Given the experience, I am now inclined to take broker advice with more than the usual pinch of salt.
Morgan Stanley issued a note three months ago saying that the HSI could reach the 50,000-point mark by the end of 2015. The prediction came even as the benchmark was still trying to break the 25,000 level.
Now, what do you make of this?
If I were an analyst, I would of course try to make as bold a prediction as possible. People will remember if your prediction turns out right. And if you are wrong, you needn’t sweat — the Securities & Futures Commission is not going to haul you up for a confession.

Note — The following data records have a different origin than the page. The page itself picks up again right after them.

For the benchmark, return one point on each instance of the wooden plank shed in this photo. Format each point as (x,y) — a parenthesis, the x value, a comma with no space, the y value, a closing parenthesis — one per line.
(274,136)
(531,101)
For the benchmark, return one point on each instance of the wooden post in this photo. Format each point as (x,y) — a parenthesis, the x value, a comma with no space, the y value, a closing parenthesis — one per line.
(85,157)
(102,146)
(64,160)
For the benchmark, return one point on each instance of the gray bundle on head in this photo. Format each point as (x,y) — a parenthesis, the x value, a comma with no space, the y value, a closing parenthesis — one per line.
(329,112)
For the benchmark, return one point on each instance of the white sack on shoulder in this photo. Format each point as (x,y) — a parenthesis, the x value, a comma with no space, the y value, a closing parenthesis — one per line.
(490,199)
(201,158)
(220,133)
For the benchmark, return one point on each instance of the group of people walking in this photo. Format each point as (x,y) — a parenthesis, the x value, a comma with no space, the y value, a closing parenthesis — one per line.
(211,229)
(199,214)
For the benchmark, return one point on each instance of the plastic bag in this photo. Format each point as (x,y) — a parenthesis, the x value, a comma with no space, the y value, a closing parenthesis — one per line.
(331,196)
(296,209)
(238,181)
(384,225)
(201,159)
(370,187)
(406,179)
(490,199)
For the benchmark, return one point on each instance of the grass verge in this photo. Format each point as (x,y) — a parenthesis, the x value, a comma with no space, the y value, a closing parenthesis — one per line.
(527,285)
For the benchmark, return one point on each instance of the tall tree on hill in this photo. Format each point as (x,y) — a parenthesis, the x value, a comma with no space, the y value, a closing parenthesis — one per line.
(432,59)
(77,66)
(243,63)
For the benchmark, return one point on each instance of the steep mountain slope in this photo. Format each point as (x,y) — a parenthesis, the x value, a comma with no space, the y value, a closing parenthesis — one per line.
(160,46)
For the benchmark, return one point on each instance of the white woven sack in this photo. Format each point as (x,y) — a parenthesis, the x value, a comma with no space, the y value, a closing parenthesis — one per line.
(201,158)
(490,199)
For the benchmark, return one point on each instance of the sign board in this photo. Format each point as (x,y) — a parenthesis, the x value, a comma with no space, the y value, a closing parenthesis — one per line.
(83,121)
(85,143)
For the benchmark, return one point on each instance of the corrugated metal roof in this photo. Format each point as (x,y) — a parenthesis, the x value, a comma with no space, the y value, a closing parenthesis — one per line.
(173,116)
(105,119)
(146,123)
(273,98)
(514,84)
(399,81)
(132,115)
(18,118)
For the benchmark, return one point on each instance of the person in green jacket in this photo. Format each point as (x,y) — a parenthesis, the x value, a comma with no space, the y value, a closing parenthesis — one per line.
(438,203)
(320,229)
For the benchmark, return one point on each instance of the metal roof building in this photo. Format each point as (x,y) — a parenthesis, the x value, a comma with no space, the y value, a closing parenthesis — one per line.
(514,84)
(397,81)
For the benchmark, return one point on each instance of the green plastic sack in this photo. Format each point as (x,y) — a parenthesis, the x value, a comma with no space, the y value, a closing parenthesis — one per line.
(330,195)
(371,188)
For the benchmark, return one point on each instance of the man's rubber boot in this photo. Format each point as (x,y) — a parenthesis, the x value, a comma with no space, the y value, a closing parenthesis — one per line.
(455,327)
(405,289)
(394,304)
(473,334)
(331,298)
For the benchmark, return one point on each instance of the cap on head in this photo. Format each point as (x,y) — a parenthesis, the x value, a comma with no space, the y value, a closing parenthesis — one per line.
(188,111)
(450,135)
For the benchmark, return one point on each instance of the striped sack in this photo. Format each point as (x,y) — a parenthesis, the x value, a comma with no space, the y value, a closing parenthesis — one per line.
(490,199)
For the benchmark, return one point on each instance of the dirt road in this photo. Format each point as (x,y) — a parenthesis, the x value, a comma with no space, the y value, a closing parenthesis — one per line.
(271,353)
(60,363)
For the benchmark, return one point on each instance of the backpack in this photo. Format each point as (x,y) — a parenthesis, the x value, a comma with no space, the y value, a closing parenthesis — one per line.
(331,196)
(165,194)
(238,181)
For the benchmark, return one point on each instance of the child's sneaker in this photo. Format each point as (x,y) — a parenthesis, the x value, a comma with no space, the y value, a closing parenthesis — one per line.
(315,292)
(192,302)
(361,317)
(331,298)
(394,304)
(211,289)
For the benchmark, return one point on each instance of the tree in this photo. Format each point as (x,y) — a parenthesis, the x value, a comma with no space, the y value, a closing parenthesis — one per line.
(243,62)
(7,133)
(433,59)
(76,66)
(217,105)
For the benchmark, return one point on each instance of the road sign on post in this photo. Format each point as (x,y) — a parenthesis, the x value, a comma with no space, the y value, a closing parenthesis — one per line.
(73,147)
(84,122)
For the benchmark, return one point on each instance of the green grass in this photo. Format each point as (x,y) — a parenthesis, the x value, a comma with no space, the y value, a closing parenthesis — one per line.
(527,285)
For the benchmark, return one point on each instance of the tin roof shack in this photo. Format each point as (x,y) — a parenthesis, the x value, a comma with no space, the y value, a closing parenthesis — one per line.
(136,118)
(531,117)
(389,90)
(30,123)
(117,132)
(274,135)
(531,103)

Having watched the stock markets over many years, I believe I should trust my instincts rather than blindly follow any particular piece of advice. Very few players have a proven track record of foretelling the financial future.
Amid this situation, how serious should we take the warning this week from Financial Secretary John Tsang Chung-wah of a potential financial storm from the Occupy Central movement?
Given the concerns about Occupy Central, whose organizers have threatened a blockade of the financial district as part of efforts to press for political reforms, I understand some local punters are worried that the stock market might not even be able to open if protesters take over the streets. I also understand the very good intention of Tsang to forewarn about a further downward revision of GDP, having seen for myself how trouble-free it is to shop around Causeway Bay these days.
But history shows that every time a government official has warned that the party would be over, there is usually some extra time (probably translating to another 1,000 points on the index) before the tide may actually turn. The theory works better when more than two officials issue the same warning, as what Financial Services and Treasury Bureau chief Chan Ka-keung and Hong Kong Monetary Authority chief Norman Chan Tak-lam did recently as they spoke about capital-flight risks.
The officials, for sure, are trying to be in a position to proclaim “Hey, we told you so!” if things indeed go wrong, because they know the music will stop once the flow of money halts. They also seem to always pick the perfect timing for their warnings because traditionally the summer music tends to stop after the first week of interim results season, usually led by HSBC.
I have no crystal ball, but I heard similar economic warnings earlier by former top brass such as Joseph Yam Chi-kwong and Donald Tsang, and the market usually did not react in the way they predicted.